But John McCain said no. The Arizona senator, along with Sens. Susan Collins (R-ME) and Lisa Murkowski (R-AK), blocked the bill. “We must do the hard work our citizens expect of us and deserve,” McCain said.

We are back here again, with the second major piece of legislation that Republicans have advanced this year, the most significant rewriting of the tax code in a generation. A little bit of “skinny” repeal — the elimination of Obamacare’s individual mandate — is, ironically enough, also in this bill.

The tax plan very nearly failed on a procedural vote Thursday, before leadership corralled its wayward members back into line. Over the past 24 hours, they have cut deals that would redirect half a trillion dollars over the next 10 years, without so much as a single public hearing or one expert testimony.

But the failure of Obamacare repeal this summer has stuck with Senate Republicans. They seem to think they have no choice but to pass this tax bill, whatever its imperfections and whatever process it takes. Their voters demand it, they claim. Their donors certainly demand it, they will admit.

“I think that’s pretty much the end of the party,” Sen. Lindsey Graham (R-SC) told reporters Thursday when asked what would happen if Republicans failed to pass the bill.

So this time, they’re going to get away with it. Sen. Bob Corker (R-TN) is the only Republican expected to vote against the plan. He’s not worried about regular order so much; he opposes the projected $1 trillion the bill will add to the federal deficit.

Murkowski has been won over, in part, by the major non-tax provision in the bill, which would open up the Arctic National Wildlife Refuge to more oil and gas drilling.

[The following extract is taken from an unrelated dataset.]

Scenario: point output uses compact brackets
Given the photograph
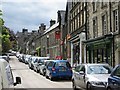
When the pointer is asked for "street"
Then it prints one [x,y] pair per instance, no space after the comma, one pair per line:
[31,79]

McCain has praised the process that produced this bill as “regular order.” It’s true that the tax plan was marked up by two committees before it came to the Senate floor. But the bill that passed out of committee isn’t the one that the Senate will pass — and the changes that are being added didn’t come through the usual amendment process, but by backroom negotiations with defecting senators.

I asked Collins, the most moderate Republican senator, on Thursday what she thought about so many big changes being made in the final hours.

“It’s not the most elegant process,” she told me. “I would say that.”

To say the least. But she announced her support for the bill the next day.